As a ‘seasoned’ project manager, I often find that the tools we use in PM are useful elsewhere – and I’m always on the lookout for tools and philosophies from outside our discipline that can be adapted and brought into PM to help us manage – and contextualize – projects from a broader viewpoint. In a way it's like having a river of sustainability thinking running through PM and a river of PM running through sustainability thinking.
Such was the case from a recent article in Nature, Prepare River Ecosystems for an Uncertain Future. I mean, the title says it all, Project Managers: Preparing for an Uncertain Future – well, projects are unique, which means they are, by definition, working with an uncertain future. We’re in unknown territory. With climate change, it’s the same thing. We’ve never seen some of the things we’re going to see over the next few decades. How do we deal with that?
The article states:
Rivers around the world are struggling to cope with changing weather patterns. In Germany and Switzerland, a heatwave last year killed thousands of fish and blocked shipping on the River Rhine. California is emerging from a six-year drought1 that restricted water supplies and devastated trees, fish and other aquatic life. Across the US southwest, extended dry spells are destroying many more forests and wetlands.
The article says that “the tools of old” will not serve us in the same way. We can no longer even hope to restore river systems to their original state as the climate warms. We need to be less reactive, says the article, and more proactive. We need to identify risk, it says in so many words, and come up with risk responses in advance, rather than reacting in real time to the massive changes expected. Sound familiar?
In short, the article (and others like it) are promoting the use of tools we know and use in project management: data analytics and modeling (a la Monte Carlo simulation), trend analysis, and so on. Note this extract:
Today, river managers track properties such as species diversity and population abundance, and compare them with historical averages. If they spot troubling declines, they might intervene by, for instance, altering the amount of water released from dams. But by the time trends are detected, they can be impossible to arrest.
Understanding how sensitive ecosystems might change is crucial to managing them in the future.
Again, this is about being proactive, about understanding systems on a system level as opposed to measuring specific reliable attributes we’ve always used in the past. Those indicators simply may not be as trustworthy when the system itself is dynamic and being driven by sweeping changes – overarching changes – that we have never seen before. And, armed with this information (and knowledge and wisdom) we can plan risk responses that are effective:
...in the US southwest, river flows could be increased strategically from reservoirs to protect important species, such as cottonwoods. And in Australia, letting more water pass through dams in spring could stop rivers drying up while the eggs of Murray cod mature.
The reason Murray cod are mentioned in particular, is the recent demise of thousands of these very valuable fish (Australia’s largest freshwater species) in a recent heat wave there.

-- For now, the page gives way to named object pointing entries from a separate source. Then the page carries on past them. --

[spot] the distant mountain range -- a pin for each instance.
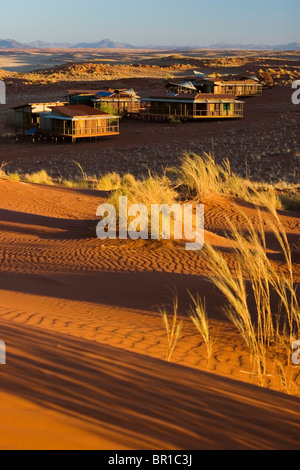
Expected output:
(264, 47)
(108, 44)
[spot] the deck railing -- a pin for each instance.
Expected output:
(195, 113)
(84, 131)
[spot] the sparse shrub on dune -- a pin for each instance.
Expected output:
(40, 177)
(173, 328)
(198, 315)
(109, 182)
(265, 328)
(199, 176)
(145, 192)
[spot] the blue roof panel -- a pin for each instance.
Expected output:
(104, 93)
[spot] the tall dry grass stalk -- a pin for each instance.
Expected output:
(199, 176)
(154, 190)
(173, 328)
(199, 317)
(253, 285)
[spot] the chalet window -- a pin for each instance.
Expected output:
(226, 106)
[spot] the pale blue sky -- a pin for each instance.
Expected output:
(158, 22)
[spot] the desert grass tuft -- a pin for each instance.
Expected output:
(198, 315)
(40, 177)
(252, 288)
(173, 328)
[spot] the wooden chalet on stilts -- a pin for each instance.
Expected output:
(192, 107)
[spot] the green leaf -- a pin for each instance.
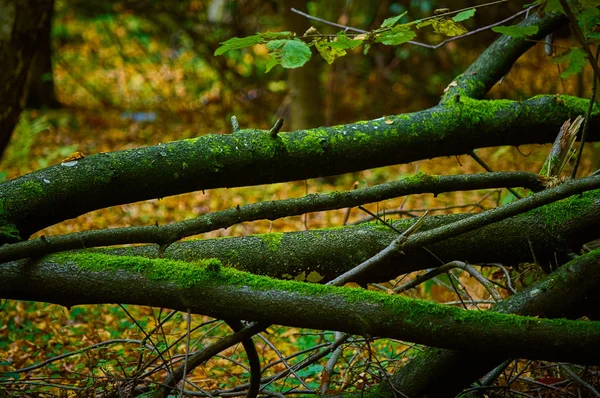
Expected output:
(553, 6)
(277, 35)
(516, 31)
(344, 43)
(444, 26)
(576, 58)
(397, 35)
(392, 21)
(236, 43)
(463, 16)
(448, 27)
(327, 51)
(288, 53)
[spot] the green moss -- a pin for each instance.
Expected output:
(208, 274)
(362, 138)
(272, 240)
(557, 213)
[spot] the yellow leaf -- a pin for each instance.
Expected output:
(74, 156)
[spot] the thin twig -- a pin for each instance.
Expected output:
(586, 122)
(416, 43)
(487, 168)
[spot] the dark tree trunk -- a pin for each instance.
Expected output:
(41, 90)
(23, 24)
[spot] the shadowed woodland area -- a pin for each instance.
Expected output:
(272, 198)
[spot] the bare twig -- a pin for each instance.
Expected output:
(587, 120)
(416, 43)
(445, 268)
(393, 249)
(166, 234)
(487, 168)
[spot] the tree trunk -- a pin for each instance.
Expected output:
(41, 90)
(306, 102)
(23, 24)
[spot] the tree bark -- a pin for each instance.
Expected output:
(305, 89)
(41, 90)
(23, 24)
(40, 199)
(210, 289)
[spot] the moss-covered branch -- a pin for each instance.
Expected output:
(497, 60)
(207, 288)
(167, 234)
(553, 232)
(553, 297)
(60, 192)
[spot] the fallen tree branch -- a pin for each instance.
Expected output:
(42, 198)
(167, 234)
(209, 289)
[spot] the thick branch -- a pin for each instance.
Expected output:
(570, 291)
(167, 234)
(553, 232)
(497, 60)
(72, 279)
(60, 192)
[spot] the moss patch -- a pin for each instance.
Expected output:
(209, 274)
(272, 240)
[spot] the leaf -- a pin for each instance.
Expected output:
(288, 53)
(389, 22)
(552, 6)
(236, 43)
(444, 26)
(577, 60)
(448, 27)
(397, 35)
(277, 35)
(327, 51)
(463, 16)
(344, 43)
(516, 31)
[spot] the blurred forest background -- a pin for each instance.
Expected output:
(114, 75)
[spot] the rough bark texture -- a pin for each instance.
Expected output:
(45, 197)
(554, 231)
(23, 24)
(568, 292)
(210, 289)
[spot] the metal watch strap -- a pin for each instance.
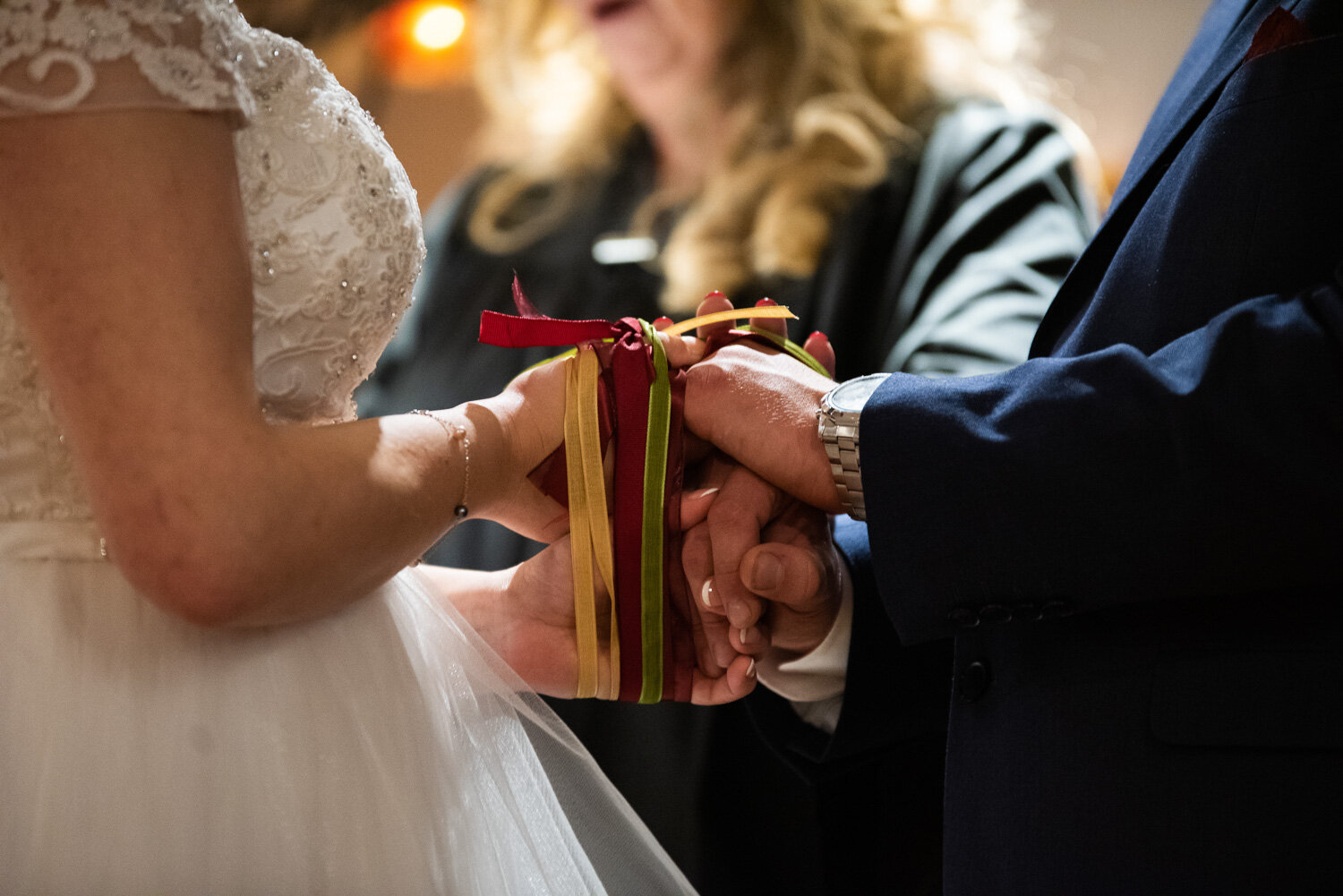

Assuring that risk response is both efficient and effective is key here. We’re all familiar with the use of Pareto analysis to choose the 20% of problem causes to get rid of 80% of the problem effects – and the same applies here. So does the concept of secondary risk. If actions are taken to intervene, what are the possible secondary risks? This also comes up in the article:
Process-based models can look further ahead and save time, money and disruption by limiting the number of interventions as well as avoiding adverse impacts. They would help stakeholders and managers to choose which features of ecosystems to maintain, to justify costly interventions such as major engineering works and to weigh trade-offs to build resilience under increasing climatic uncertainty
An example of using system models to predict change decades or even centuries in advance is shown below. We’re not used to this as PMs, are we? Our projects last months, years, or in some rare ‘megaproject’ cases, last decades, but not centuries. Yet our “planning horizon” can and should be broader, especially when climate change is in the picture.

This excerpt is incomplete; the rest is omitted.